Slowly evolving geometry in recurrent neural networks I: extreme dilution regime
B. Wemmenhove, N. S. Skantzos, A. C. C. Coolen

TL;DR
This paper analyzes a neural network model with extremely diluted, slowly evolving connectivity, revealing how phase behavior and memory stability are affected by temperature and connectivity dynamics.
Contribution
It introduces an exactly solvable model of neural networks with evolving connectivity, highlighting the impact of slow connectivity changes on phase diagrams and memory retrieval.
Findings
Retrieval phase volume diverges as connectivity temperature decreases.
Fraction of misaligned spins decreases with lowering connectivity temperature.
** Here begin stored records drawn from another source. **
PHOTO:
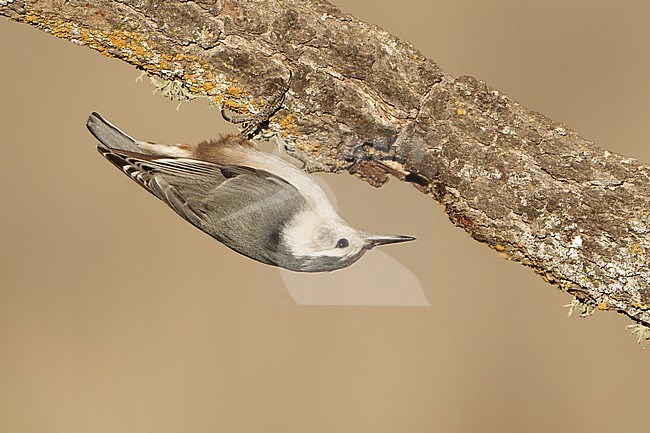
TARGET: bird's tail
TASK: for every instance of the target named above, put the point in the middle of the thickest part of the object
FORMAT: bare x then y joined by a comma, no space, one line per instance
109,135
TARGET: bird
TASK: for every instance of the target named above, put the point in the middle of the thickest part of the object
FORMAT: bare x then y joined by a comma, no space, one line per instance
251,201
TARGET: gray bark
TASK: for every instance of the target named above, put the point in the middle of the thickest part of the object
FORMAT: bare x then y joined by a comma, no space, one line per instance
365,102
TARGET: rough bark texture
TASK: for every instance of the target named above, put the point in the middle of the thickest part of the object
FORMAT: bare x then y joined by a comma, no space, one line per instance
365,102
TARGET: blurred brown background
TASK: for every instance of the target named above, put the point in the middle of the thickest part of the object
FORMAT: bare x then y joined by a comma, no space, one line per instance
116,316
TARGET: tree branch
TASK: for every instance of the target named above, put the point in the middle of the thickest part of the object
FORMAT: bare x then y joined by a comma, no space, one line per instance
365,102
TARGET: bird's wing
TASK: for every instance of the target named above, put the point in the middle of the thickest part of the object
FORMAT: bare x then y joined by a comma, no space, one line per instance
243,207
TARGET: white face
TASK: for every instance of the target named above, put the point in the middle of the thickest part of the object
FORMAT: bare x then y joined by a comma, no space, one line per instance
310,235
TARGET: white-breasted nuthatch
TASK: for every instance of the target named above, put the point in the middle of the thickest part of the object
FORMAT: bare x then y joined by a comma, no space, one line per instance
253,202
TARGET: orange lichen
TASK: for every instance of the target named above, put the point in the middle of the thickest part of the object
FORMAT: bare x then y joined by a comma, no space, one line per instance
636,249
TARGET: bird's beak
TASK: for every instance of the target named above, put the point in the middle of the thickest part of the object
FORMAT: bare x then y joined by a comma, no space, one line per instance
374,240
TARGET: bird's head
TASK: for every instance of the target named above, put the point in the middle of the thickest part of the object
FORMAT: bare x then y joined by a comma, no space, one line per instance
316,244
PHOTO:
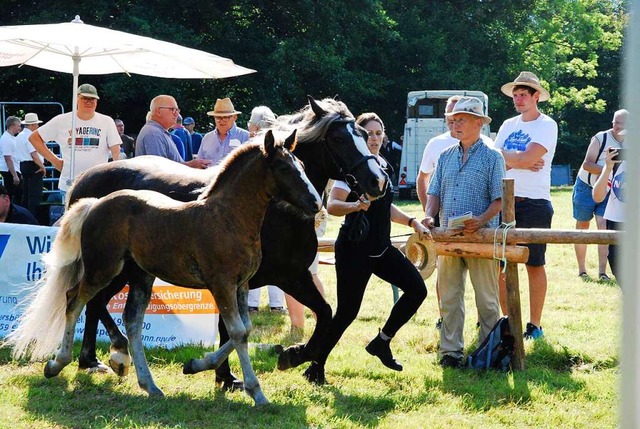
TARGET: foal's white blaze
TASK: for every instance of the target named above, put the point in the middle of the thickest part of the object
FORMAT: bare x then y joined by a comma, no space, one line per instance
303,176
361,145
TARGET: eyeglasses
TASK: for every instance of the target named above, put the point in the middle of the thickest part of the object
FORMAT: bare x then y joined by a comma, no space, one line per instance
174,110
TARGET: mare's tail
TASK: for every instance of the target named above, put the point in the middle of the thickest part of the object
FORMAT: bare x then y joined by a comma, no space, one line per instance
41,326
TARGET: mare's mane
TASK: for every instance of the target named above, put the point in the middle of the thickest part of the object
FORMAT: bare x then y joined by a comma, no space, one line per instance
310,128
244,156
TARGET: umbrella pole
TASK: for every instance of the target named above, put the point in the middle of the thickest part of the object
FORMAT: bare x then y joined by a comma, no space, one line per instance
74,109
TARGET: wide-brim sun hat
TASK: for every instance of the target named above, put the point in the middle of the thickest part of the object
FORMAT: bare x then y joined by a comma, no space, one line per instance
422,253
223,107
471,106
527,79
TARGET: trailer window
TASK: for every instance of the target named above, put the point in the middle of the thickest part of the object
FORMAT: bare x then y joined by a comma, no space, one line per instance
428,108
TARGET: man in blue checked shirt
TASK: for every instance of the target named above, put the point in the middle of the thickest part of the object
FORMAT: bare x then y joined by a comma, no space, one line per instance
227,136
468,178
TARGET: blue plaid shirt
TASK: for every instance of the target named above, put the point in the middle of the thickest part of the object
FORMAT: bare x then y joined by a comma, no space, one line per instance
471,186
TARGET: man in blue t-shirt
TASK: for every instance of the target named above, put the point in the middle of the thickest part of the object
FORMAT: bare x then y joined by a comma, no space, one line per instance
183,134
12,213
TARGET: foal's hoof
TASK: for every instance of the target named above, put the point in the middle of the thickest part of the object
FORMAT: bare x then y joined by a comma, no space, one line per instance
188,367
315,374
51,369
120,363
230,383
98,368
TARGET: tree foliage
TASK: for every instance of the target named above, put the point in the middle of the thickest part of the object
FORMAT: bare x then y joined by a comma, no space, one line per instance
369,54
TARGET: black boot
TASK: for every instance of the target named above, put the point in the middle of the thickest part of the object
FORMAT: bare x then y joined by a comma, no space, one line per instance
380,348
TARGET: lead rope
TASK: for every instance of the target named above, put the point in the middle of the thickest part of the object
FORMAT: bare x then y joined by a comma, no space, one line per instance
503,258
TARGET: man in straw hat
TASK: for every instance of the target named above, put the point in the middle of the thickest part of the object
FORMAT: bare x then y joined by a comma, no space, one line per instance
467,179
226,136
31,165
528,143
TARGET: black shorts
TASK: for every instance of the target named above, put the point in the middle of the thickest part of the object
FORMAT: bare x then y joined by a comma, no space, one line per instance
534,213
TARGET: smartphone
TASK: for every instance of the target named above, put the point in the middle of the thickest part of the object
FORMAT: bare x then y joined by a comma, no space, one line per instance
620,155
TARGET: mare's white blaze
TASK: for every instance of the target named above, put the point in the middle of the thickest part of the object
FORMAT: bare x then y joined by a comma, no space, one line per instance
375,168
361,144
303,176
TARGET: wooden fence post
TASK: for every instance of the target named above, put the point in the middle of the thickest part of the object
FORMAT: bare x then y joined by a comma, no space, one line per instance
512,282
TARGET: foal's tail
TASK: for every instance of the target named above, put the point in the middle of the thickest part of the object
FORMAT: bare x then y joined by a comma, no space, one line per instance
41,326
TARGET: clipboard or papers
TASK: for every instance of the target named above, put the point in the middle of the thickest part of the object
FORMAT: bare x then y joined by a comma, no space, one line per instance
457,222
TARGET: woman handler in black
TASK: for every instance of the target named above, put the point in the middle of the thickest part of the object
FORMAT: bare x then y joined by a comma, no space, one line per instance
364,248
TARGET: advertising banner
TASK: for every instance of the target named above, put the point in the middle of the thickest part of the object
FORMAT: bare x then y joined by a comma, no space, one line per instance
175,315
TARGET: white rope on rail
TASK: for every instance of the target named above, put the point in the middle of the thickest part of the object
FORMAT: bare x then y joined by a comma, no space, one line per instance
503,258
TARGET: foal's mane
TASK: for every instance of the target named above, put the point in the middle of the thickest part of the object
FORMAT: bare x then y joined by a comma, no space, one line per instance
244,156
310,128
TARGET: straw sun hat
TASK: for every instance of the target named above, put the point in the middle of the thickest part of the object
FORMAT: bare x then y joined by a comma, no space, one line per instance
527,79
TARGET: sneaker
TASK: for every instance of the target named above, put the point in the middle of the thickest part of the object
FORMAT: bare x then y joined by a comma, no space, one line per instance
533,332
380,348
449,361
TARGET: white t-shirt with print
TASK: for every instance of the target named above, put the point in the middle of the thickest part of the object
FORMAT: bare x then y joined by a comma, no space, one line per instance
516,135
93,140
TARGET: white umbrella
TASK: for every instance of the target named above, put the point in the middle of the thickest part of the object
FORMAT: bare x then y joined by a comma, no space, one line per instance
79,48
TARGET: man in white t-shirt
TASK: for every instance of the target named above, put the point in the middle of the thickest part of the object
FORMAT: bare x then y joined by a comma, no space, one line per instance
9,163
584,206
31,165
528,143
611,184
96,138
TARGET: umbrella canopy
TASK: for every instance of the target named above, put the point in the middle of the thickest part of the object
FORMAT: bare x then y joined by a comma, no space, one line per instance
79,48
98,50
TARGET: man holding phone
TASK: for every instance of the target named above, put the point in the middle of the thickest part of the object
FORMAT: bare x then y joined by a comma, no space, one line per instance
610,187
584,206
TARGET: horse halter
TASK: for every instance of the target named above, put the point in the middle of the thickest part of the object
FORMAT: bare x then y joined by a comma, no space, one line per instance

Memory stability is preserved despite the presence of locally stable non-condensed states.
Abstract
We study extremely diluted spin models of neural networks in which the connectivity evolves in time, although adiabatically slowly compared to the neurons, according to stochastic equations which on average aim to reduce frustration. The (fast) neurons and (slow) connectivity variables equilibrate separately, but at different temperatures. Our model is exactly solvable in equilibrium. We obtain phase diagrams upon making the condensed ansatz (i.e. recall of one pattern). These show that, as the connectivity temperature is lowered, the volume of the retrieval phase diverges and the fraction of mis-aligned spins is reduced. Still one always retains a region in the retrieval phase where recall states other than the one corresponding to the `condensed' pattern are locally stable, so the associative memory character of our model is preserved.